It took Anna every bit of strength she had to hold back her rage at this man. She had wanted to be his wife. Had wanted a life with him and to be loved by him with all the promise of their courtship, for all the years they lived. She’d believed her wedding vows. They hadn’t been simple words for her. They’d been a solemn promise to Alex. To her family. To herself.

And now it was all ending in this betrayal. His deliberate and calculating betrayal and the cold way he was justifying it.

‘Who the fuck are you?’ Anna looked at the stranger sitting opposite her. Who was he, this man who had lied and cheated; a man who had fundamentally changed under her very nose without her realising it.

‘I’m a man who is moving on, Anna. I suggest you do the same.’

Moving on? She suddenly wanted to scream at the top of her lungs:
Guess what, Alex? I’ve already done it and in one night he was a better lover than you ever were
. She saw Joe’s face and remembered how she’d felt in his arms. Desired. Free. A woman who for one night didn’t care about what other people would say. That feeling of mysterious confidence surged through her like a drug. Her fingers stopped shaking. She could breathe again. The only thing she wanted to do to Alex now was walk away from him.

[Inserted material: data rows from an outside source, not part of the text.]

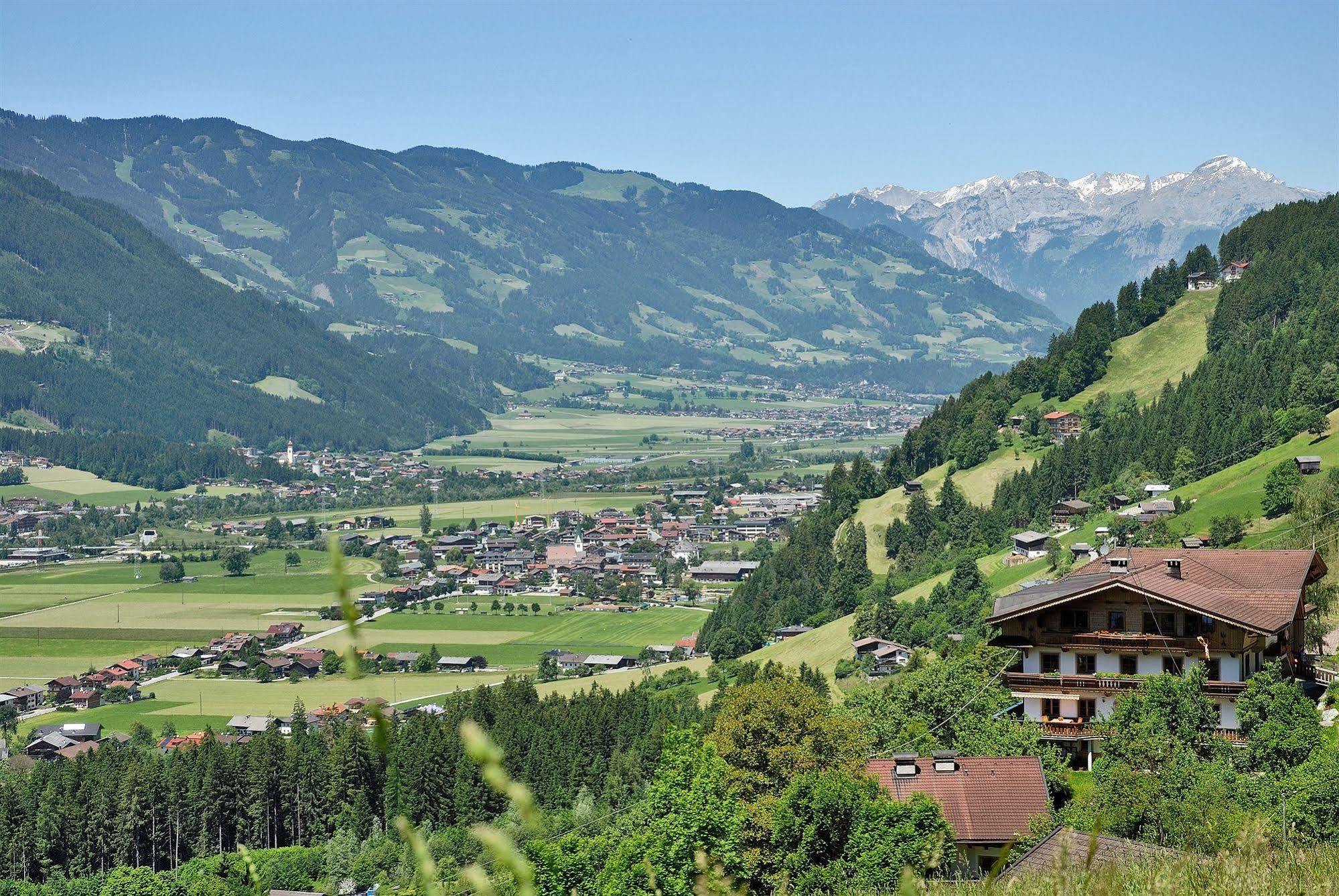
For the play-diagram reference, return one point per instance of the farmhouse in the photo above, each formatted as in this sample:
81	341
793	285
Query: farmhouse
1030	544
723	570
1082	852
1099	631
1064	425
458	665
1064	514
1200	281
989	802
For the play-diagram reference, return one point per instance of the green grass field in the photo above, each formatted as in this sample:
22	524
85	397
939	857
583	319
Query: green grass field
64	619
1239	490
285	389
60	484
466	463
501	510
1143	362
978	486
192	704
517	641
579	433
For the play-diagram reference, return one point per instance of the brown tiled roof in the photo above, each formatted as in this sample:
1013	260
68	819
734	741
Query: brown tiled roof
1069	848
1258	590
986	800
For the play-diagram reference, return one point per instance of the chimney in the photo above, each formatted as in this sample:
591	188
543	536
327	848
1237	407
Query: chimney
904	765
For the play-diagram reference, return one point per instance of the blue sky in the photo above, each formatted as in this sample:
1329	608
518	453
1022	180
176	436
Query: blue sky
794	101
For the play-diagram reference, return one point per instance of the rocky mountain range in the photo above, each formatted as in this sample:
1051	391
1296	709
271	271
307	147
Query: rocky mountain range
1070	243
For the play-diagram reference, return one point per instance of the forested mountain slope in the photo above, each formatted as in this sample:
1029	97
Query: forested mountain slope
1070	243
557	259
141	342
1270	374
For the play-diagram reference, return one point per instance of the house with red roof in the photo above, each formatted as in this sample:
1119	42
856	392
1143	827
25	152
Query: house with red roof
1108	626
989	802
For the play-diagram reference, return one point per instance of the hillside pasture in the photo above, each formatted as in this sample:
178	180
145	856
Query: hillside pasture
577	433
62	484
516	641
67	618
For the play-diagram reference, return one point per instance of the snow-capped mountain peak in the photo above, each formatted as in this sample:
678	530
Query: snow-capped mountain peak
1070	243
1108	184
1223	167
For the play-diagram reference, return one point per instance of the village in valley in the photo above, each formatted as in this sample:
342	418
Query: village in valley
664	451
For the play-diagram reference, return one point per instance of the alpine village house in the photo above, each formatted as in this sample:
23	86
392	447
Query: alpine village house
1096	633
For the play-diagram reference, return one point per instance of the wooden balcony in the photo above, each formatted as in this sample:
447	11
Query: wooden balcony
1137	642
1101	684
1086	731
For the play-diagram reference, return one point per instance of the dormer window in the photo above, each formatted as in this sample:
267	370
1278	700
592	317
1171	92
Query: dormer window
1074	621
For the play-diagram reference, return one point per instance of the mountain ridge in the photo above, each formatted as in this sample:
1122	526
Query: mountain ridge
143	344
559	259
1064	242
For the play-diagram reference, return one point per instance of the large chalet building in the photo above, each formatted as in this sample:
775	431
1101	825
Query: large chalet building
1095	634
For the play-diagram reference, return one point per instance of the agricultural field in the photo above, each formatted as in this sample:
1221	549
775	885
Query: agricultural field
62	484
68	618
192	704
466	463
978	486
1159	354
577	433
517	641
500	510
1239	490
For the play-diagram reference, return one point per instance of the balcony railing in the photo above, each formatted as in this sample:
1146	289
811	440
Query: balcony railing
1103	684
1085	731
1147	642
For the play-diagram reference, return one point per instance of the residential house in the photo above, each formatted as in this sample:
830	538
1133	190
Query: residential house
891	658
25	698
1200	281
76	732
283	633
659	653
1064	425
458	665
604	662
1308	464
131	690
571	662
59	689
1030	544
1096	633
723	570
989	802
1066	514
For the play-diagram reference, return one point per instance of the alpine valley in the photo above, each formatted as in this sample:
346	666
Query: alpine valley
556	260
1070	243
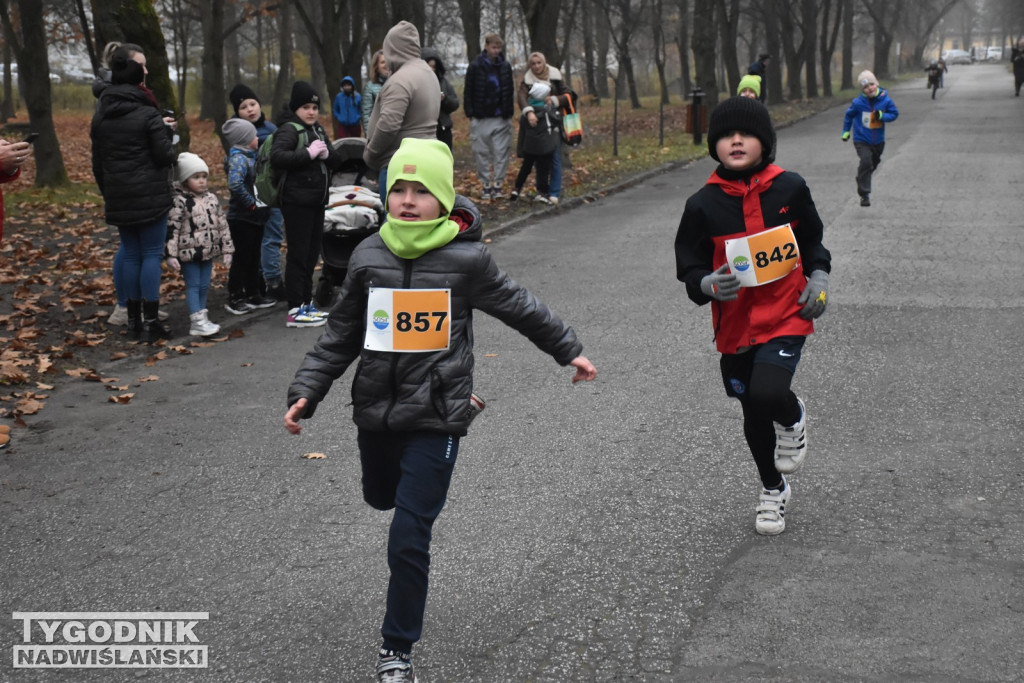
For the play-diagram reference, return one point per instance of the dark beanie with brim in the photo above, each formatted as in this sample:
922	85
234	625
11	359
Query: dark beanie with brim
302	93
239	94
745	115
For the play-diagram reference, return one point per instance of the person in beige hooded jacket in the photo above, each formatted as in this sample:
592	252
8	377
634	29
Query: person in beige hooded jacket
409	103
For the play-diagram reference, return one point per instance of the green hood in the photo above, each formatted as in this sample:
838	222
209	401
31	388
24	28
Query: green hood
428	162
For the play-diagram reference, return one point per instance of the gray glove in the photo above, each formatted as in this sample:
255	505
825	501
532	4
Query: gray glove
814	296
721	285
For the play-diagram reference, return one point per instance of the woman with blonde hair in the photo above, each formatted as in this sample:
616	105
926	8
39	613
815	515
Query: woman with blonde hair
541	72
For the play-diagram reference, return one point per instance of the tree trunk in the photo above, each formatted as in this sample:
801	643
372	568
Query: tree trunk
542	25
469	11
603	34
7	109
683	45
213	101
283	84
728	23
847	77
828	39
809	22
704	49
659	52
34	82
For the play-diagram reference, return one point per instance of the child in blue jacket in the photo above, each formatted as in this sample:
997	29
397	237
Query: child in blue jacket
868	115
347	111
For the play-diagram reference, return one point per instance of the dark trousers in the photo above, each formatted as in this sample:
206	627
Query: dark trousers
761	379
411	472
543	173
304	233
245	275
869	156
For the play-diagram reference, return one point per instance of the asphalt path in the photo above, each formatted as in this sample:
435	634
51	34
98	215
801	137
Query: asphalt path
601	531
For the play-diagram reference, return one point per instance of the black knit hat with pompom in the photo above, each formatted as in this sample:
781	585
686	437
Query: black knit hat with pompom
743	114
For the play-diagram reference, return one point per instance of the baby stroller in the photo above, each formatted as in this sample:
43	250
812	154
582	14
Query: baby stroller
353	212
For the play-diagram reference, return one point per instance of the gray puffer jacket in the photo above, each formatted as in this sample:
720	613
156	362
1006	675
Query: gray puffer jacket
423	391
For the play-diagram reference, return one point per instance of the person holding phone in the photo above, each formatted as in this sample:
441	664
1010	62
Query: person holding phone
12	155
132	155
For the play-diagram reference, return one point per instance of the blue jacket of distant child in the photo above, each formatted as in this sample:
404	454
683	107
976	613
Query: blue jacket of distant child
861	115
239	166
348	108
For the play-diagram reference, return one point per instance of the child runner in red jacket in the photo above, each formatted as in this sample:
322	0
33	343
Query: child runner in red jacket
750	243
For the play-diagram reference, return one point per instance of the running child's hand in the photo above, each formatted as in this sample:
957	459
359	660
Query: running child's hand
585	370
317	150
294	415
815	296
721	285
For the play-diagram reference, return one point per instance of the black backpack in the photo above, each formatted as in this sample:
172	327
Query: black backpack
267	185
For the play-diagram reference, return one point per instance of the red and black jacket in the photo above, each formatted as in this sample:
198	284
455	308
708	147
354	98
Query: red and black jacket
726	209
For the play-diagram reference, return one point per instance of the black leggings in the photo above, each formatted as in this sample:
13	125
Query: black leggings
768	399
244	276
304	233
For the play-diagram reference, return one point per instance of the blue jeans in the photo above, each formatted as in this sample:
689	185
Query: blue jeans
273	235
197	276
119	285
143	252
411	472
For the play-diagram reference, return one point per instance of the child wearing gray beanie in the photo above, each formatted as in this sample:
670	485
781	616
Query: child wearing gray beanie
247	218
239	133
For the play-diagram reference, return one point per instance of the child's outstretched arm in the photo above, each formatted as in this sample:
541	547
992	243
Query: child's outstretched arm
294	415
585	370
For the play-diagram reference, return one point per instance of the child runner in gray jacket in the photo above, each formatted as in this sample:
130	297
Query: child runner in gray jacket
404	313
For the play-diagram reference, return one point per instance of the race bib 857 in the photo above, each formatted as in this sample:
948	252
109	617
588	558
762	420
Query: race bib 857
408	321
763	257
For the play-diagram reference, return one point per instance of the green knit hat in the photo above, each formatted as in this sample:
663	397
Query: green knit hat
750	81
428	162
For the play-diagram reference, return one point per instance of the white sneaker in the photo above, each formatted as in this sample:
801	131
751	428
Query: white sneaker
201	326
771	510
118	316
791	443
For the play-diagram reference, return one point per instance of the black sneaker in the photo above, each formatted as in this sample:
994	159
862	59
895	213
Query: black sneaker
260	301
394	667
239	306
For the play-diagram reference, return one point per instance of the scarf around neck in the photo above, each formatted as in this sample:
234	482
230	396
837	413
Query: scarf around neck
413	239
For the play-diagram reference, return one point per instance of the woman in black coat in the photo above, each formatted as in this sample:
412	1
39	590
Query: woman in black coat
132	155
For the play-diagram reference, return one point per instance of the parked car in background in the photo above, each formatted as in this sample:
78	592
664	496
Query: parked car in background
956	56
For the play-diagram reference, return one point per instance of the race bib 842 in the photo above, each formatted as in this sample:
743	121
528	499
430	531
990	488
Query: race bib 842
763	257
408	321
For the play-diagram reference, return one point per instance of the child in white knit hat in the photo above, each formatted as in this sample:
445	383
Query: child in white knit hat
198	233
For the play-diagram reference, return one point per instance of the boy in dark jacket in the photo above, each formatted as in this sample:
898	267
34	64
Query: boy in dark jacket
404	313
750	243
301	153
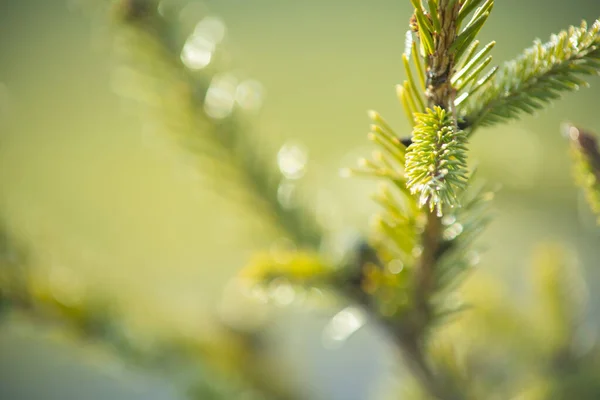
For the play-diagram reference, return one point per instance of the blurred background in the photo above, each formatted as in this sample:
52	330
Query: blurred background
107	206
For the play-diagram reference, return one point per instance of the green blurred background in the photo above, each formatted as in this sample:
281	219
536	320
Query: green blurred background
105	204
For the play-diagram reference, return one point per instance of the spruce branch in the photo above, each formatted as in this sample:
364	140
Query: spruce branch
226	368
586	164
541	74
147	44
436	160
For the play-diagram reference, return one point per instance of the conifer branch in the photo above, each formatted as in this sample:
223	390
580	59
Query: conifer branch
149	45
435	161
541	74
225	368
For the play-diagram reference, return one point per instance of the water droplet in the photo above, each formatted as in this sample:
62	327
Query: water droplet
342	326
395	266
197	52
220	97
292	158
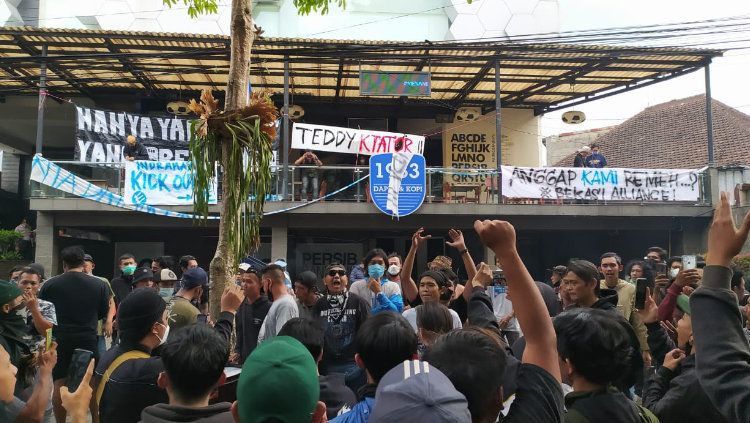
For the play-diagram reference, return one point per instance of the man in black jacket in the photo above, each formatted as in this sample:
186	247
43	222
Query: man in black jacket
581	283
134	150
250	314
723	359
673	393
341	313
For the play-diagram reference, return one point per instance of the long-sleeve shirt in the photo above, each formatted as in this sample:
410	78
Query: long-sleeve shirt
389	298
723	353
666	308
625	305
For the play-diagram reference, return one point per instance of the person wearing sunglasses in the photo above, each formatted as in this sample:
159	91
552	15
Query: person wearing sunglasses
341	313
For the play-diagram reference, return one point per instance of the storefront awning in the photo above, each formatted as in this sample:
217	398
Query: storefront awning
542	77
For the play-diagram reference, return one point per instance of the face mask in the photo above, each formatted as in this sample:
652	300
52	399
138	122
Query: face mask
394	270
376	270
166	335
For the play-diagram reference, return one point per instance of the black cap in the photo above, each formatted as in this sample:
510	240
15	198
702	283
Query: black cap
39	269
194	277
142	274
141	308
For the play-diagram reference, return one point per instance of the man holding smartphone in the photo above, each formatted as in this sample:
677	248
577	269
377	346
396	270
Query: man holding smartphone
611	266
80	302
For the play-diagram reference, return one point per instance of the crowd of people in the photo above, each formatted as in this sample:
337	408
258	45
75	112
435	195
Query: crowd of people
376	344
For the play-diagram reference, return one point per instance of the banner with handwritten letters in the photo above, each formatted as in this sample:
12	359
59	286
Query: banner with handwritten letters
47	173
608	184
161	183
101	135
353	141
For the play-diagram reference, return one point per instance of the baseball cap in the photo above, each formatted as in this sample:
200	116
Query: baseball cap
263	387
683	303
39	268
139	309
335	266
248	268
8	292
194	277
165	275
420	391
142	274
308	279
442	262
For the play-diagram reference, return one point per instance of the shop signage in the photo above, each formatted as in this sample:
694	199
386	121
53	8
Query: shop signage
161	183
316	257
409	84
101	135
608	184
353	141
397	182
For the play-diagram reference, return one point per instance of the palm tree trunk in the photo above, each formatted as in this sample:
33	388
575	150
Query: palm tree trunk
242	36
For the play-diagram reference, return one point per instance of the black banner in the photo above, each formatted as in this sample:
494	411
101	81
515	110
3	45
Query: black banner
101	135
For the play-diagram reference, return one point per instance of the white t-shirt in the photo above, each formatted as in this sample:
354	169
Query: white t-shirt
281	311
501	305
411	316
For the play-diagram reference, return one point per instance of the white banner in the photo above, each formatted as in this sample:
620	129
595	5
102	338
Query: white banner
609	184
166	183
353	141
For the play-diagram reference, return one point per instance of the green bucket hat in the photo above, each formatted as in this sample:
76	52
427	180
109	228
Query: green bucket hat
8	292
278	381
683	303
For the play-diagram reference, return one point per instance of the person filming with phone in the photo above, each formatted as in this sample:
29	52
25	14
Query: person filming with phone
611	266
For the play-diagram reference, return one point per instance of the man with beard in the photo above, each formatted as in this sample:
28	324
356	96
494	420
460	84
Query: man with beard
341	314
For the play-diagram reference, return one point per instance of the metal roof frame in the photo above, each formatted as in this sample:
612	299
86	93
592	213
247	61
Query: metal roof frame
533	76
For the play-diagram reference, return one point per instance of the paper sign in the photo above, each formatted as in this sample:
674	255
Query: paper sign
161	183
353	141
608	184
397	183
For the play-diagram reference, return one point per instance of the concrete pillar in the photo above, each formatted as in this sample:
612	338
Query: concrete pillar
46	247
279	243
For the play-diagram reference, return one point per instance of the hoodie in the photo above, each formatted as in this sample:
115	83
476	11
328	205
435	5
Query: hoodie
165	413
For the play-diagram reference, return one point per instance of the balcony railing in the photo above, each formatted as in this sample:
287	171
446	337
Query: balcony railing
349	184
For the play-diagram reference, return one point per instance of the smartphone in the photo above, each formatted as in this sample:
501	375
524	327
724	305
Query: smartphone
689	262
79	363
640	292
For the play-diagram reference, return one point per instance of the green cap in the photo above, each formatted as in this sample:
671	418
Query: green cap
278	381
8	292
683	303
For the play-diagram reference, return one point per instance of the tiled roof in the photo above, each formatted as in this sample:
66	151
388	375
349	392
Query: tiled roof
673	135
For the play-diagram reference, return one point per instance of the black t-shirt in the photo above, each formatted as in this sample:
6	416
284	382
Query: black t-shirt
539	397
80	302
131	388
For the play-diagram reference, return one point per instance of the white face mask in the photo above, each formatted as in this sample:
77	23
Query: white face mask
394	270
166	335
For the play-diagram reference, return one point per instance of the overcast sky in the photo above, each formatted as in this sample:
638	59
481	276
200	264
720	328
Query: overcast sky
729	74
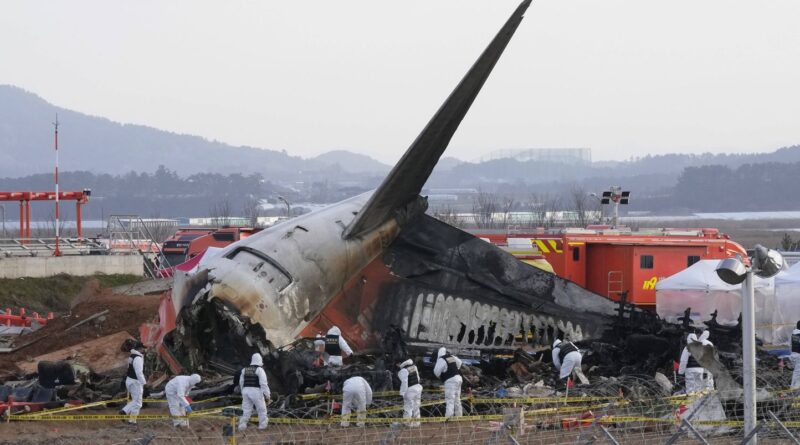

‘Why did you want to meet me, Alex? We could have done all this on the phone.’

The crowd of people at the table next to them all stood at once, their chairs scraping and echoing in the café. It was immediately filled by more people, who looked exactly like the ones who’d just left.

Alex finally met her eyes. ‘I didn’t want to do this on the phone or by email.’

‘You’re such a lawyer. What, are you scared of a paper trail?’

‘Don’t be like that.’

‘I’m not interested in how you think I should act.’ Anna felt a calm settle over her. An Italian calm.

‘I need to organise removalists to get the rest of my things from the house. Some furniture, the mid-century Danish pieces. My law books. The second TV and DVD player.’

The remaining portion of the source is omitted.